In our new video, Avi Lewis explains how Canada’s corporate class has gotten rich off public handouts from their friends in government.

Transcript:

“Welfare bums”. It’s a term that right wing politicians use to vilify some of the most vulnerable people in society. Much of the time, it’s also a racist dog whistle.

But the “welfare bum,” or the “welfare queen” is not just an ugly smear – it’s a central part of North America’s economic mythology – an invented story that has real-world impacts on all of us.

It goes like this. #1 The poor need to pull themselves up by their bootstraps. #2. they’re freeloaders who are dragging down the the rest of us: we can’t afford to support people who can’t support themselves.
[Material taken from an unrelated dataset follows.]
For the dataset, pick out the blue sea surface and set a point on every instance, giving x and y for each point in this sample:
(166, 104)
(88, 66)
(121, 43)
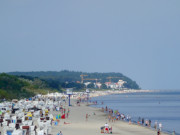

Now the word “bum” may have lost some of its edge over the decades, but the victim-blaming it represents is still a key feature of modern capitalism: if you’re exploited, discarded, or marginalized, it’s your own damn fault.

Back in the 1970s, when my grandfather David Lewis was the leader of the Federal NDP, he set out to turn that story on its head. He coined the term “corporate welfare bums.”

That put the blame for inequality and poverty where it truly belongs: with big corporations, who were accumulating wealth and power with the eager help of their friends in government.

As David once put it, “Governments and big business are holding hands – in your pocket.”

In response, he called for “an all-in peoples movement” to tilt the scales in favour of the majority and strip money and power away from the corporate welfare bums.

That phrase struck a chord, and helped bring Prime Minister Pierre Trudeau down to earth with a minority government in 1972. But it didn’t stop the actual phenomenon.

In fact, corporations, their owners, and executives were just beginning to feast on the riches of the state. It was the most audacious transfer of wealth in living memory.

Corporate taxes were cut, and cut, and cut again. Of course that meant that working people paid a higher and higher proportion of what the government brought in.

And that public revenue, as David meticulously highlighted, was then poured into the mushrooming coffers of corporations.

From oil companies to real estate developers, from mining to logging and more — they got billions in handouts, publicly funded R&D, and the right to rip resources out of Indigenous lands.

Today, you gotta think David’s rolling over in his grave: we’ve gone from corporate welfare to straight-up corporate kleptocracy.

And, as the corporate welfare state has swollen, our social welfare state has shrivelled – with Canada dropping near the bottom of industrialized countries on social spending.

So what do we get for those billions in handouts and tax breaks? We’re told that businesses will use them to stimulate the economy and create more jobs. But a singular feature of corporate welfare is that it’s almost always free of any conditions to ensure those benefits actually occur.

Think of the biggest bailouts in recent memory – Tory and Liberal governments giving billions to General Motors or Bombardier – only to see those companies pad their executives bonuses, layoff employees, and move their plants out of the country anyway.

The bonzana never seems to end — the era of COVID-19 has seen the corporate welfare state go into overdrive.

Canada’s biggest companies – like SNC-Lavalin, Imperial Oil, CN Rail – have received billions intended for emergency wage subsidies – and turned around and paid out huge dividends to shareholders.

In 2020 the federal government announced $18 billion in support to the oil and gas sector alone – a figure that would have made even my grandfather speechless. And that almost never happened.

Meanwhile, a quarter of a million households have been unable to make their rent or mortgage payments.

If David Lewis were alive today, he’d say: we’re overdue for a reckoning. We’ve got to pry apart the hands of government and big business — and get them out of our pockets.

Let’s make Canada’s largest corporations pay more taxes, end their handouts, and start funnneling resources to the needs of the many, not the few.

The wealth we create as a society could fund affordable green housing, zero-emissions transit and care for our neighbors and elders — creating public luxury, rather than private opulence.

All we have to do now is build that all-in peoples’ movement — and let the corporate bums know it’s payback time.